The MVP uses transparent rules first. It scores pain phrases, repetition phrases, tool requests, buying intent, and task concreteness hints. Embeddings use `sentence-transformers/all-MiniLM-L6-v2` only when locally available; otherwise deterministic vectors keep the demo working.

## Scoring Formula

```text
opportunity_score =
0.25 * frequency_score
+ 0.20 * recency_score
+ 0.20 * pain_intensity_score
+ 0.15 * task_concreteness_score
+ 0.10 * buying_intent_score
+ 0.10 * feasibility_score
- 0.10 * competition_penalty
```

## Privacy And Ethics

TaskSignal is designed for public-data research, product discovery, and learning. It does not store raw usernames by default, preserves source URLs for attribution, respects API boundaries, and should not be used for spam or harassment workflows.
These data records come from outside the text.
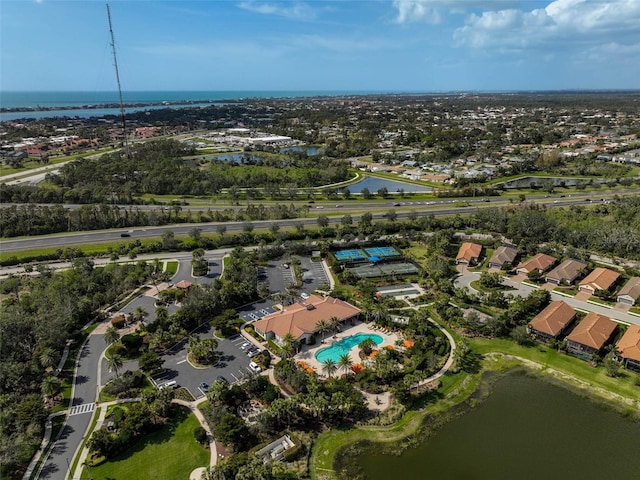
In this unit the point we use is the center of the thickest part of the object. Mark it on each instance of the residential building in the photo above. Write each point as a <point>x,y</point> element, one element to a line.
<point>629,347</point>
<point>540,262</point>
<point>504,254</point>
<point>630,293</point>
<point>599,279</point>
<point>552,322</point>
<point>568,271</point>
<point>469,253</point>
<point>591,335</point>
<point>301,319</point>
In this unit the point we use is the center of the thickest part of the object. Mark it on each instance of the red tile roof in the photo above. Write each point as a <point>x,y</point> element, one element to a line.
<point>469,252</point>
<point>593,331</point>
<point>300,319</point>
<point>629,344</point>
<point>540,262</point>
<point>553,319</point>
<point>600,278</point>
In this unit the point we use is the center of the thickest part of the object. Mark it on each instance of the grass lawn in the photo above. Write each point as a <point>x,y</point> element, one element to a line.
<point>171,268</point>
<point>551,359</point>
<point>171,453</point>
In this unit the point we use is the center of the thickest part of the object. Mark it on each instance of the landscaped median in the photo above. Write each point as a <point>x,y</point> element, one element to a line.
<point>499,355</point>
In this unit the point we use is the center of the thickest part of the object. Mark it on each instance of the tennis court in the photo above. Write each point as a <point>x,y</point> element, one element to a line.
<point>350,255</point>
<point>382,252</point>
<point>384,269</point>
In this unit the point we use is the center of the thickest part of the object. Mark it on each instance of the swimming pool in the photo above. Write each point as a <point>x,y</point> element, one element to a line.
<point>343,346</point>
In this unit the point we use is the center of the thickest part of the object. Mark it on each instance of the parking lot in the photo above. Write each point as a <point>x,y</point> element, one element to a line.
<point>234,361</point>
<point>233,365</point>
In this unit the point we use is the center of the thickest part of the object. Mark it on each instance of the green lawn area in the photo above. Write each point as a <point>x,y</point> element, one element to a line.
<point>171,268</point>
<point>171,453</point>
<point>550,358</point>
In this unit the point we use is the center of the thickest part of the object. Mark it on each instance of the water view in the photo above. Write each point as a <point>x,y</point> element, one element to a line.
<point>526,429</point>
<point>375,183</point>
<point>344,346</point>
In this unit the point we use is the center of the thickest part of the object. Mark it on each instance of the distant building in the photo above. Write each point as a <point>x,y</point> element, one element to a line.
<point>568,271</point>
<point>301,319</point>
<point>629,347</point>
<point>599,279</point>
<point>630,293</point>
<point>552,322</point>
<point>469,253</point>
<point>591,335</point>
<point>504,254</point>
<point>540,262</point>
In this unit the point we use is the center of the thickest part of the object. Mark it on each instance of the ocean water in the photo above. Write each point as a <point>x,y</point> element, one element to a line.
<point>79,99</point>
<point>75,103</point>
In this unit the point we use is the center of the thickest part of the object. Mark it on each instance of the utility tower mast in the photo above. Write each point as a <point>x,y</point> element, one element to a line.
<point>115,64</point>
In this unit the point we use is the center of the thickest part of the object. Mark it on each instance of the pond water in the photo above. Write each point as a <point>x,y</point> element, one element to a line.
<point>375,183</point>
<point>311,151</point>
<point>526,429</point>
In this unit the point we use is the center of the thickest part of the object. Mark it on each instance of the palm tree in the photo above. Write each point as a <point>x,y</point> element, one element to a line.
<point>115,362</point>
<point>367,345</point>
<point>322,327</point>
<point>329,367</point>
<point>47,357</point>
<point>50,386</point>
<point>345,362</point>
<point>161,312</point>
<point>139,314</point>
<point>111,335</point>
<point>289,345</point>
<point>335,323</point>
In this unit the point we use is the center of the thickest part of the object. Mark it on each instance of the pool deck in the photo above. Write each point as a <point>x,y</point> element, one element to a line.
<point>307,353</point>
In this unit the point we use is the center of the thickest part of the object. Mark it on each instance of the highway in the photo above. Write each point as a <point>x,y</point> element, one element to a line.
<point>334,216</point>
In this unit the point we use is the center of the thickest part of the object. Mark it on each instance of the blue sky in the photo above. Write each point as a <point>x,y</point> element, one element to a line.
<point>376,45</point>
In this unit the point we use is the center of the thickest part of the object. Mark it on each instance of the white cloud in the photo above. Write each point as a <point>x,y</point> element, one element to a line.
<point>294,11</point>
<point>417,11</point>
<point>433,11</point>
<point>561,23</point>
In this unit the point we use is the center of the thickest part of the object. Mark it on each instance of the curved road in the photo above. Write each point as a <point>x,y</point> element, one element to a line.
<point>464,281</point>
<point>100,236</point>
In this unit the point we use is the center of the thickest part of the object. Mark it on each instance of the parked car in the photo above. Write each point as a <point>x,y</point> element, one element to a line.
<point>254,367</point>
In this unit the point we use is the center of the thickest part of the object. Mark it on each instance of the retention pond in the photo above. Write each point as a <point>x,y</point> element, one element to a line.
<point>526,429</point>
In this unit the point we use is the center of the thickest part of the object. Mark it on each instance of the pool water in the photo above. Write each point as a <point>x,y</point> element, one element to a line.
<point>343,346</point>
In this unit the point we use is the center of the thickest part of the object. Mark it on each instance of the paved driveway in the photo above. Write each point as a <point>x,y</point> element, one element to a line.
<point>524,290</point>
<point>233,364</point>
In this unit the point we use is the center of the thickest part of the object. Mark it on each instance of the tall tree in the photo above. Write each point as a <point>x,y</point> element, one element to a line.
<point>111,335</point>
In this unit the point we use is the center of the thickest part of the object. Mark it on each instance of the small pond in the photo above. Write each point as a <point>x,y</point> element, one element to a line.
<point>526,429</point>
<point>311,151</point>
<point>375,183</point>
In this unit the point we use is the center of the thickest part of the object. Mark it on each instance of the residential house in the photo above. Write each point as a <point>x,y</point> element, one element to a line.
<point>469,253</point>
<point>629,347</point>
<point>599,279</point>
<point>504,254</point>
<point>630,293</point>
<point>591,335</point>
<point>552,322</point>
<point>540,262</point>
<point>568,271</point>
<point>301,319</point>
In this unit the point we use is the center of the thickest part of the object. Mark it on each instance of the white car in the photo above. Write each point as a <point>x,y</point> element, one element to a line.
<point>254,367</point>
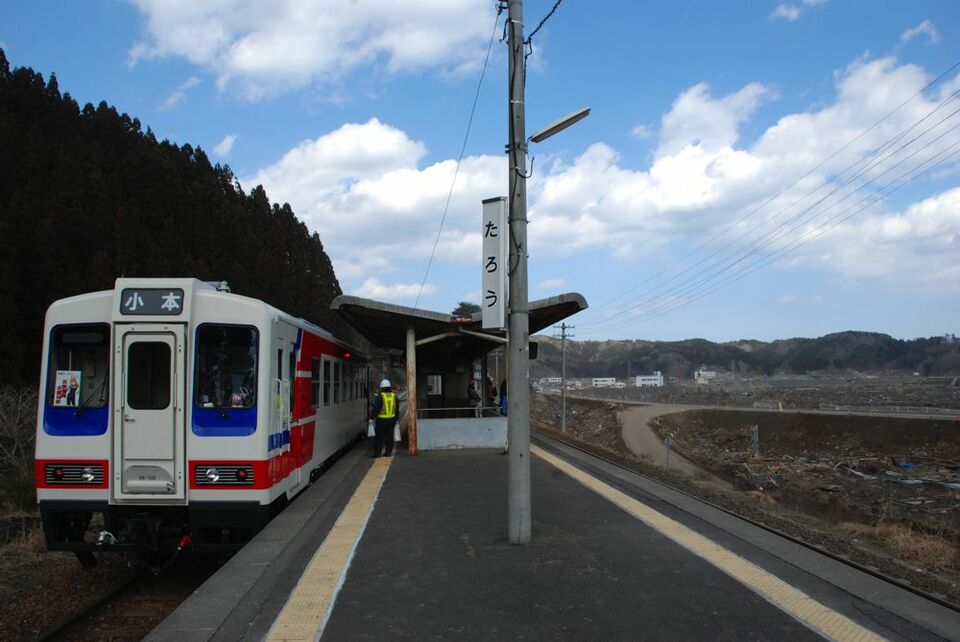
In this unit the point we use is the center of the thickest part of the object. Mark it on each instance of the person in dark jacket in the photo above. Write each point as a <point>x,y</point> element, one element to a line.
<point>385,418</point>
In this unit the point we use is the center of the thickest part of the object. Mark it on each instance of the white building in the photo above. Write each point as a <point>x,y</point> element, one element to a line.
<point>656,380</point>
<point>702,375</point>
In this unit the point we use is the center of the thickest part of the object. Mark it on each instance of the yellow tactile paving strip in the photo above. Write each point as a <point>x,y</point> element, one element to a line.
<point>309,606</point>
<point>798,604</point>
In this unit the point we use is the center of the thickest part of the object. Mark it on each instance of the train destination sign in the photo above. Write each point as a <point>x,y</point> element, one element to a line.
<point>151,301</point>
<point>494,233</point>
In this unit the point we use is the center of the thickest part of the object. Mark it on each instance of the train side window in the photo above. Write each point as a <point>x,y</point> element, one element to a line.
<point>314,382</point>
<point>292,369</point>
<point>79,373</point>
<point>326,382</point>
<point>336,382</point>
<point>226,366</point>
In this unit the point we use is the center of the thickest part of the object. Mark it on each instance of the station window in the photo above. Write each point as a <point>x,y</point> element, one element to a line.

Before enabling live connectors, review [Data ethics](docs/data-ethics.md), configure API credentials through environment variables or GitHub repository secrets, and avoid committing `.env` files or exported datasets.

## Example Generated Opportunity

**Developers need clearer GitHub Actions failure diagnosis**

Problem: teams spend repetitive time reading noisy CI logs, searching YAML errors, and guessing root causes.

Suggested MVP: a CI log summarizer and workflow linter that identifies likely YAML mistakes, dependency failures, and next fixes.

## Example Generated Codex Prompt

```markdown
# Build Developers need clearer GitHub Actions failure diagnosis

You are a senior full-stack engineer. Build a working MVP...
```

## Portfolio Notes

This repository demonstrates full-stack engineering, API design, Python backend development, TypeScript frontend development, PostgreSQL/pgvector modeling, ML/NLP pipelines, clustering, product scoring, privacy-conscious design, Docker, CI/CD, tests, and technical writing.

## Roadmap

- Publish and maintain tagged releases with changelog entries.
- Expand contributor-friendly fixtures, docs, and public issues.
- Add richer source scheduling and rate-limit state after privacy review.
- Add pgvector ANN search in production mode.
- Add reviewer workflow for human labels.

See [Roadmap](docs/roadmap.md) for maintainer tasks, security milestones, and longer-term ideas.